Она сомневалась, что успеет, как и в том, что Гейзенберг появится. Когда со сбором было покончено, Чарли поднялась и подошла к старику. Тот молча протёр локтевой сгиб у первого из пяти смертников, собрал кровь, и сразу же сделал укол. За ним последовали остальные шесть. С капельницей он справился не хуже. Четырежды повторив процедуру, он повернулся к Чарли.
— Предполагаю, вы ожидаете доктора Гейзенберга, который должен сопроводить вас на ужин? — проницательно отметил он. Чарли снова кивнула. — Доктор Гейзенберг один из тех редких людей, кто во время работы напрочь забывает о нуждах, как своих, так и чужих, поэтому вам лучше самой напомнить ему о них.
И не дожидаясь, пока она придумает как сказать, что не знает где Гейзенберг, старик обстоятельно объяснил, как того найти. Чарли благодарно улыбнулась. Он одарил её жутким пронзительным взглядом прозрачных глаз со зрачками-точками, и, зажав книгу подмышкой, ушёл. Чарли проверила мирно лежащих смертников, не думавших пробуждаться, и откатила тележку в рабочую зону.

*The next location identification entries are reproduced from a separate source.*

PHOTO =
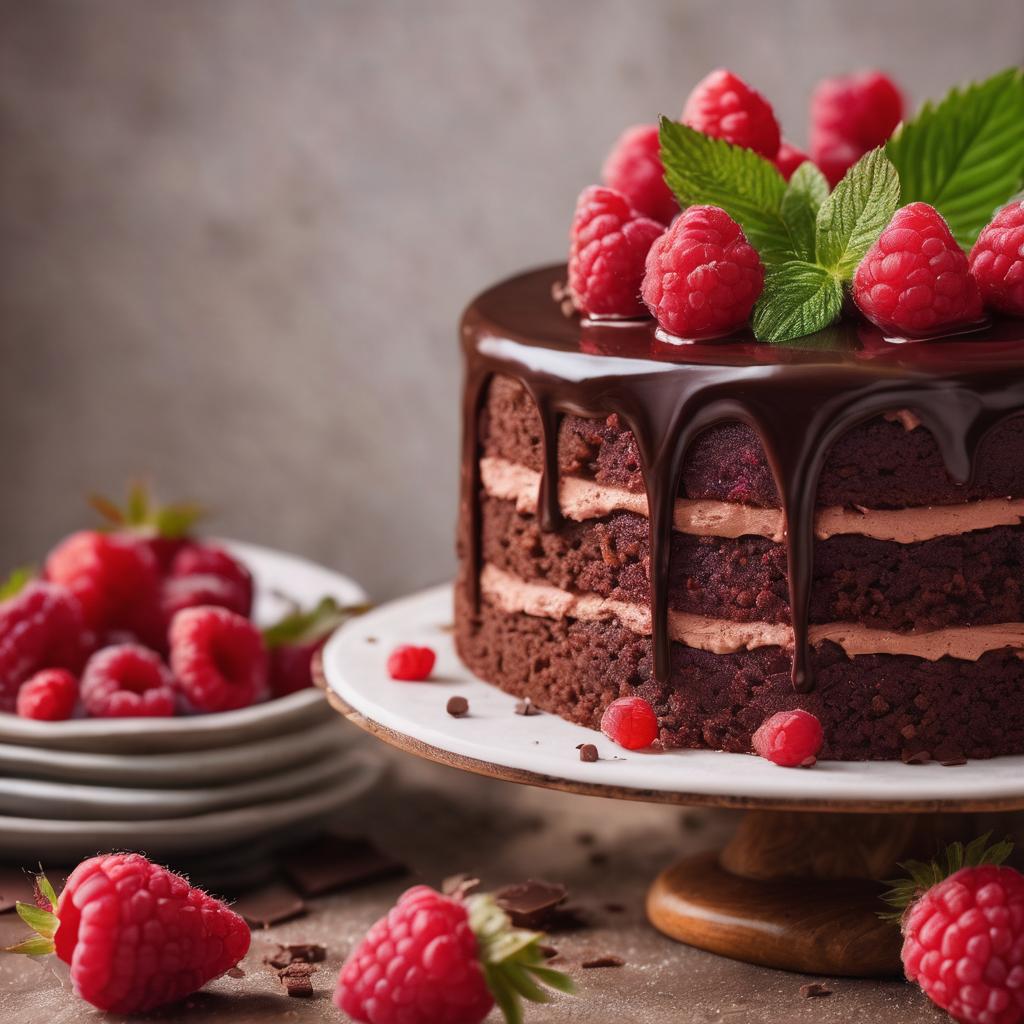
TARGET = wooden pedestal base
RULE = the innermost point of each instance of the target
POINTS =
(800, 891)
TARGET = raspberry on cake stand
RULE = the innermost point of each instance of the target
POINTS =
(798, 886)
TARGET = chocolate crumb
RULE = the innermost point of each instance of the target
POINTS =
(296, 979)
(457, 707)
(606, 961)
(530, 903)
(814, 990)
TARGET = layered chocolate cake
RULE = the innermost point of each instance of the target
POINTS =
(731, 528)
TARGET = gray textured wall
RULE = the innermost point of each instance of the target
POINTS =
(236, 235)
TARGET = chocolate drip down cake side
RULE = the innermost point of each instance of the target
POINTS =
(729, 525)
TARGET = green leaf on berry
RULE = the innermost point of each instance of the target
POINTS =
(300, 627)
(965, 155)
(923, 875)
(807, 189)
(701, 170)
(16, 582)
(854, 215)
(799, 298)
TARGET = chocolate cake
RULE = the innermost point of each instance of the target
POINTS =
(730, 528)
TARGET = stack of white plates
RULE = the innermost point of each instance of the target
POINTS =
(187, 785)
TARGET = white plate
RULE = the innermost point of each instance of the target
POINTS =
(274, 573)
(544, 748)
(282, 820)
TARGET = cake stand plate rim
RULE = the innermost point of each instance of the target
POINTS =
(541, 751)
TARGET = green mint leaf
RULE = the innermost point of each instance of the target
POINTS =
(807, 189)
(799, 298)
(965, 155)
(701, 170)
(853, 216)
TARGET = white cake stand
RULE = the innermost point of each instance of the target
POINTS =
(794, 889)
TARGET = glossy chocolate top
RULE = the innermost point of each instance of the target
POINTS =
(799, 397)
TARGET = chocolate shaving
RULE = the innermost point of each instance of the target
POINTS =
(457, 707)
(270, 905)
(296, 979)
(814, 990)
(337, 862)
(530, 903)
(608, 960)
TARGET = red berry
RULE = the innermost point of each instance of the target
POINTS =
(702, 275)
(790, 738)
(964, 944)
(49, 695)
(997, 260)
(218, 657)
(127, 681)
(137, 936)
(411, 664)
(631, 722)
(788, 159)
(208, 559)
(416, 966)
(609, 243)
(850, 116)
(634, 168)
(914, 280)
(40, 628)
(115, 578)
(724, 105)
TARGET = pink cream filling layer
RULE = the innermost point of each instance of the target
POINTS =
(722, 636)
(582, 500)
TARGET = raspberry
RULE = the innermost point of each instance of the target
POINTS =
(49, 695)
(137, 936)
(127, 681)
(40, 628)
(724, 105)
(791, 738)
(609, 243)
(788, 159)
(964, 944)
(208, 559)
(914, 280)
(114, 576)
(631, 722)
(411, 664)
(702, 275)
(997, 260)
(218, 657)
(850, 116)
(634, 168)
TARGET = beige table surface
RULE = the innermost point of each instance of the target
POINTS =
(441, 821)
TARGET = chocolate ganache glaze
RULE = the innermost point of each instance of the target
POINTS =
(799, 397)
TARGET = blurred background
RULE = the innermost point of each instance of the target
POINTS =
(236, 236)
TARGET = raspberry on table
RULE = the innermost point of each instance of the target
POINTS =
(851, 115)
(997, 260)
(48, 696)
(410, 664)
(127, 681)
(631, 722)
(634, 168)
(914, 280)
(218, 658)
(702, 275)
(788, 159)
(790, 738)
(608, 245)
(722, 104)
(40, 628)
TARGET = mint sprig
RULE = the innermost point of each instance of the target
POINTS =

С немыслимым трудом открыв дверь, Чарли вышла в натопленный коридор. После прохлады рабочей зоны духота отдела обрушилась словно наковальня. Снова заныло в висках, желудок до рези стянул спазм. Проморгавшись, Чарли похромала налево, куда направил старик. По-черепашьи она продвигалась по коридорам, пытаясь вспомнить нужные разветвления и переходы, считая их, беззвучно проговаривая, чтобы при необходимости найти дорогу, но вскоре сбилась. Коридоры сплетались в причудливый бесконечный лабиринт с незаметными проходами и неприметными дверьми. Может где-то в стенах бродил местный Минотавр, проклятый и неусыпно охранявший свою тюрьму.
Звуки становились глуше, воздух тяжелее, коридоры темнее. Порой глаза закрывались сами собой, и Чарли принялась негромко насвистывать любимую Максом мелодию, чтобы взбодриться. Отдел Гейзенберга олицетворял все заброшенные места, какие она посещала за жизнь. В которых она бесконечно блуждала, разыскивая во тьме и грязи то, что нужно было кому-то другому. Максу, ему, Шарлотте, и никогда ей самой.

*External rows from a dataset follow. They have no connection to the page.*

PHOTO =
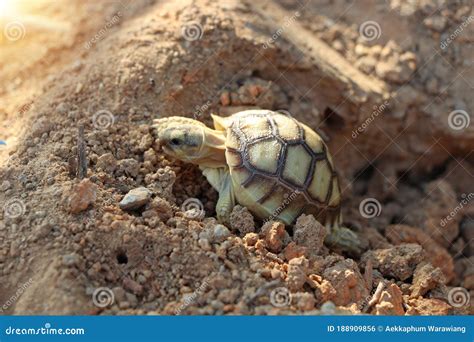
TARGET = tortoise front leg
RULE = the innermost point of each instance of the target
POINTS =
(221, 181)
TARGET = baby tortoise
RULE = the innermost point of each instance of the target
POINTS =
(266, 161)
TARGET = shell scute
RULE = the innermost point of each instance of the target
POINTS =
(284, 168)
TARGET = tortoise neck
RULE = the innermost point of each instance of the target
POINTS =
(212, 149)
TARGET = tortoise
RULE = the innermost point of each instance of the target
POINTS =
(267, 161)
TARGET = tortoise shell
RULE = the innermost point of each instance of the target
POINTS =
(280, 168)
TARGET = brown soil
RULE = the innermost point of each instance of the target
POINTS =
(382, 104)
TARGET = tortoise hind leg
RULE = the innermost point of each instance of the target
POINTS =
(221, 181)
(344, 239)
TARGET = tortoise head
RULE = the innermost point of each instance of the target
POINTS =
(190, 141)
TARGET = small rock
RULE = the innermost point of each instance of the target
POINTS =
(275, 235)
(5, 185)
(347, 281)
(242, 220)
(119, 294)
(398, 262)
(132, 286)
(129, 166)
(304, 301)
(426, 278)
(220, 233)
(107, 162)
(324, 291)
(435, 254)
(435, 22)
(425, 307)
(250, 239)
(390, 302)
(296, 277)
(136, 198)
(71, 259)
(294, 251)
(81, 196)
(309, 233)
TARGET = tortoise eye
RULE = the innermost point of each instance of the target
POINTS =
(175, 142)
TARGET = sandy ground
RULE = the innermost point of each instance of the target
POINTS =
(387, 84)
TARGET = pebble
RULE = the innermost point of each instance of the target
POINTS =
(220, 233)
(82, 196)
(135, 199)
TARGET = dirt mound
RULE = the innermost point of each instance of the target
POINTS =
(132, 237)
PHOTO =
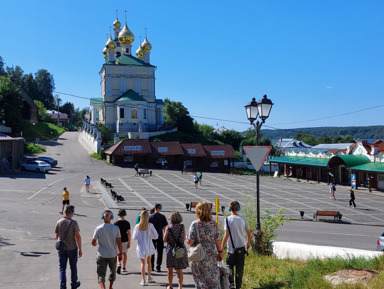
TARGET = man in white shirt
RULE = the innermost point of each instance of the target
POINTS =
(236, 228)
(109, 238)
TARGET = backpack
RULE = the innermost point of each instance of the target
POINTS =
(178, 247)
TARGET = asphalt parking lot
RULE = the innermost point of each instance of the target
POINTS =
(174, 190)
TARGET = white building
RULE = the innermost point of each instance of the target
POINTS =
(128, 103)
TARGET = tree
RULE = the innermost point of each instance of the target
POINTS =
(46, 86)
(176, 114)
(10, 103)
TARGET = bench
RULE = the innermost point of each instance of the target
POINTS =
(145, 172)
(194, 204)
(235, 172)
(335, 214)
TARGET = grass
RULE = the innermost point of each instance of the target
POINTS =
(268, 272)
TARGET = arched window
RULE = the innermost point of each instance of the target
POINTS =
(134, 113)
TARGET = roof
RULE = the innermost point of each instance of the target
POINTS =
(193, 150)
(220, 151)
(126, 59)
(308, 161)
(130, 95)
(130, 147)
(167, 148)
(349, 160)
(371, 167)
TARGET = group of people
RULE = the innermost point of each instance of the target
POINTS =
(151, 232)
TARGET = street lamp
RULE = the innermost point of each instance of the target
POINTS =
(260, 109)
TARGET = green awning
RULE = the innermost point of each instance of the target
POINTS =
(371, 167)
(349, 160)
(307, 161)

— Шарль! Шарль! — истерично надрывался охрипший Макс. Его каркающие вопли доносились откуда сверху. — Шарль!
Голова разламывалась, в спину больно впился угол аптечки через ткань рюкзака, который смягчил падение. Вокруг было темно, только вдали хаотично мелькал луч фонарика Макса. Шарлотта осторожно потрогала пульсирующий затылок перевязанной ладонью. На пальцах осталась знакомая липкость. Кровь.
— Я жива, — что есть силы крикнула она. — Только головой ударилась.